Cry 5 laughs at this and even at himself as he goes through the motions of a star wars legacy suite, from 2015 Star Wars: The Force Awakens, who also redid Star Wars: A New Hope (1977) in all but name, though it killed off old fan favorites like Harrison Ford’s Han Solo. In Cry 5, longtime franchise stalwart Dewey Riley (David Arquette) is finally gutted after surviving nine stab wounds in four previous films. Delightfully, as her killer undermines their hero’s last life, the Ghostface fangirl tells her, “It’s an honor.” She kills her idol with adulation.
Meanwhile, Campbell’s Sidney Prescott has no time for that bullshit after so many movies. She calls the killers – and the franchise – on repetitiveness.
“Oh, there are two of you.
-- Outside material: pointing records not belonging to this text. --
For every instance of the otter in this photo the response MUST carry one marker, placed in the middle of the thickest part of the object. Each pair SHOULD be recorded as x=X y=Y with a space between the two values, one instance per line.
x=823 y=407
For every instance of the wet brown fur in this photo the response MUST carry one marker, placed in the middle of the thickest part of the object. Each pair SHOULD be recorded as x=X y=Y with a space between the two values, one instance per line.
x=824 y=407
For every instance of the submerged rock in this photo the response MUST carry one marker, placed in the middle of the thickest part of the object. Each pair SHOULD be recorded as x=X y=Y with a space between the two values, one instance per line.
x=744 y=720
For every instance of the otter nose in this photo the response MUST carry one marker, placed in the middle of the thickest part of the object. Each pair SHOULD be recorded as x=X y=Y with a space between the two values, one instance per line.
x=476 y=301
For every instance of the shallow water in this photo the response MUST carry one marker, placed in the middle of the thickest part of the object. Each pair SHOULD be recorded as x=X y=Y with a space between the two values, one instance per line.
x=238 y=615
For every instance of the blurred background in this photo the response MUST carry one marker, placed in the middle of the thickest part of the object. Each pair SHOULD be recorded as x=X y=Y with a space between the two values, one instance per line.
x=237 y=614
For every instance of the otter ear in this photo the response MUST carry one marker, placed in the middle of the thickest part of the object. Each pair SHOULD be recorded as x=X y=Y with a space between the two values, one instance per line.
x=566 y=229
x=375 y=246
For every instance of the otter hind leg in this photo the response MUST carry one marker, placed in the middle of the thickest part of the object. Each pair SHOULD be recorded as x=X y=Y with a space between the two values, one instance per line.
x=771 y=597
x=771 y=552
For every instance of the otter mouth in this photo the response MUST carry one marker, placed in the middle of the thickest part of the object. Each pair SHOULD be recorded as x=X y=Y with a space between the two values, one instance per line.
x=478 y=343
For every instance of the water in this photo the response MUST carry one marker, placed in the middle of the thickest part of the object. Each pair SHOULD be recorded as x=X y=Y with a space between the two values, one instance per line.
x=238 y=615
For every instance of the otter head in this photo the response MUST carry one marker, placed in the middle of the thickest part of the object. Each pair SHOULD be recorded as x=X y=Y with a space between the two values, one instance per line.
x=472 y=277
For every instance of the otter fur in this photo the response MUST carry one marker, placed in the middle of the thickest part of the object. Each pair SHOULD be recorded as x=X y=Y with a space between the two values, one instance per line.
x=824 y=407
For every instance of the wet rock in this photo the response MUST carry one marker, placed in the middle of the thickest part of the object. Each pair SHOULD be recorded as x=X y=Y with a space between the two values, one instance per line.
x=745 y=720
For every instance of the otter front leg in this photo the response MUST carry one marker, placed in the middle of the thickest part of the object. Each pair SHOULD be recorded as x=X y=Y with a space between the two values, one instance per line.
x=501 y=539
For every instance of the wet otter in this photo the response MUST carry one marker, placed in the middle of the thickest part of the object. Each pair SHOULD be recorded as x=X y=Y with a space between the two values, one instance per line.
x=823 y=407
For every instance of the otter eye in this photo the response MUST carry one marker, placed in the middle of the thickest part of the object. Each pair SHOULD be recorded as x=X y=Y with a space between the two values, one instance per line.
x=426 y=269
Again,” Sidney says with a hint of annoyance when she gets her first phone call from the new Ghostface. She already has her gun and little interest in conversing over scary phone calls. “Perhaps you are the most derivative of them all,” she said, unimpressed, “I mean, Christ, the same house? »
As with some star wars fans are happiest when Luke Skywalker still wields green lightsabers to take down faceless goons The Mandalorian, or Rey stares at Emperor Palpatine on not-a-Death Star, Sid (and the filmmakers) poke fun at their fanboy killers in Scream, and perhaps their audience, for wanting to see variations on the same thing over and over, endlessly.
Of course it’s not alone a star wars thing. More than three million game of thrones fans have signed a change.org petition asking HBO to redo the final season of game of thrones with writers who aren’t “grossly incompetent” – even if they seem unable to realize that until an intentionally bitter, unhappy, and admittedly hasty end, much of what fans loved and quoted from the previous seven seasons of game of thrones was written, adapted, and sometimes outright invented by the showrunners who were now proverbially left to bleed to the ground.